Voilà un film qui s’intéresse aux personnes, de plus en plus nombreuses en France, qui vivent dans la précarité de façon stable, si l’on peut oser cet oxymoron…
Kad Merad a mis tout son poids économique et son talent d’acteur (qui s’est confirmé dans Baron noir, la série politique de Canal+) dans ce film qui raconte une histoire de père et de fils chez ceux qui n’ont rien. NI misérabiliste, ni rose bonbon, Comme des rois (le titre est une antiphrase évidemment) raconte le quotidien d’une famille où l’on n’a d’autres ressources que le travail au noir et les petites arnaques, comme les voisins qui s’appellent indifféremment Marek ou Mehdi, et pratiquent une solidarité de survie.
On y voit le cabanon d’un jardin ouvrier transformé en refuge éphémère, le trafic de métaux pratiqué par des pieds nickelés, les logements de banlieue d’une grande ville régis par des gros bras pour faire rentrer les loyers, et l’inépuisable bagou d’un père de famille qui fabrique des « grands crus bordelais » dans son garage pour les vendre à des femmes au foyer dans une banlieue pavillonnaire à peine moins impécunieuse. La réussite de ce film est de se maintenir sur le fil du rasoir entre la description sans complaisance d’une précarité devenue une condition, et l’empathie avec des personnages qui tentent d’oublier le souci constant de l’argent qui manque, par une imagination débordante et une affection inconditionnelle.
Le fil rouge de l’histoire est la relation entre Joseph le père (Kad Merad) et Micka son fils (Kacey Mottet Klein). Le premier tente d’inculquer au second les ficelles du métier de petit arnaqueur, en mettant au point des improvisations qui sont autant de scénettes hilarantes, pendant que le second rêve de devenir acteur, et présente avec l’aide de son copain Mehdi des scènes de Shakespeare et de Molière pour accéder au graal d’une école « d’acting », selon les termes utilisés sur Internet.

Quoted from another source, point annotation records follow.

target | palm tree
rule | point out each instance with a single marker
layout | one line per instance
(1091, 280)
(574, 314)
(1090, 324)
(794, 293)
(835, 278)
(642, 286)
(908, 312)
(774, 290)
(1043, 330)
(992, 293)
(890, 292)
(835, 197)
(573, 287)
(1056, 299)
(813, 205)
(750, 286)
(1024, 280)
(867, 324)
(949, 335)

Il apparaît très vite aux spectateurs/trices que les qualités du premier sont de même nature que celles du second, sauf que le fils ne se sent pas de vocation pour l’arnaque, ayant sans doute été imprégné par l’école (?) de valeurs morales et culturelles étrangères à l’univers paternel de la débrouille.
Les relations entre le père et le fils sont contraintes par cette précarité qui est l’horizon indépassable du père, et que le fils rêve de fuir vers un métier tout aussi précaire, mais plus désirable et plus acceptable socialement, le théâtre. Mais chacun souffre de ne pouvoir répondre aux désirs de l’autre.
Tous deux incarnent deux variantes de masculinité dominée, le père compensant ses insuffisances comme « gagne-pain » par une affection chaleureuse qui s’adresse aussi bien aux membres (nombreux) de sa petite famille qu’à ses voisins et amis. Le fils exprime son malaise face au modèle paternel par son mutisme et son incapacité à s’insérer dans les scénarios paternels. Le réalisateur évite assez systématiquement les stéréotypes sociaux : les petits trafics sont autant le fait de « Blancs » franco-français que des représentants des différentes minorités qui vivent dans la même précarité.
On peut cependant regretter que les femmes soient un peu trop périphériques dans le récit : Micka rencontre une étudiante qui prétend être intéressée par la guitare qu’il essaie de vendre, pour l’emmener chez elle pour un « coup » d’une nuit. Le personnage actif ici est la jeune fille, mais le jeune homme, ravi de l’aubaine, ne s’en offusque pas, sans pour autant se faire d’illusion sur la suite…
Sylvie Testut est Valérie, la femme de Joseph et la mère de Micka, qui garde des enfants au noir et gère son petit monde avec une sérénité résignée, jusqu’au moment où ils sont vidés de leur appartement par les gros bras du propriétaire à qui Joseph vient juste de payer le retard de loyer. Toute la famille (la mère de Joseph incluse) se retrouve chez le compagnon de leur fille, laquelle va accoucher d’un deuxième enfant (le premier est visiblement d’un autre père). Tout ce petit monde supporte avec vaillance ces péripéties qui semblent relever de leur ordinaire. Seul Micka essaie de prendre la tangente, avec l’appui de sa mère et de sa sœur, mais le besoin d’argent pour payer l’inscription dans l’école de théâtre où il vient d’être accepté, l’amène à accepter un dernier « coup » avec son père… qui tourne mal évidemment.
L’épilogue est à l’image du film, ni misérabiliste ni rose : le fils joue devant une assistance captivée… de détenus parmi lesquels son père, qui exprime à mi-voix son admiration émue pour le talent de son fils.
Le cinéma français est suffisamment avare de films qui parlent sans démagogie ni condescendance des « pauvres » pour qu’on ne boude pas cette œuvre aussi modeste que réussie.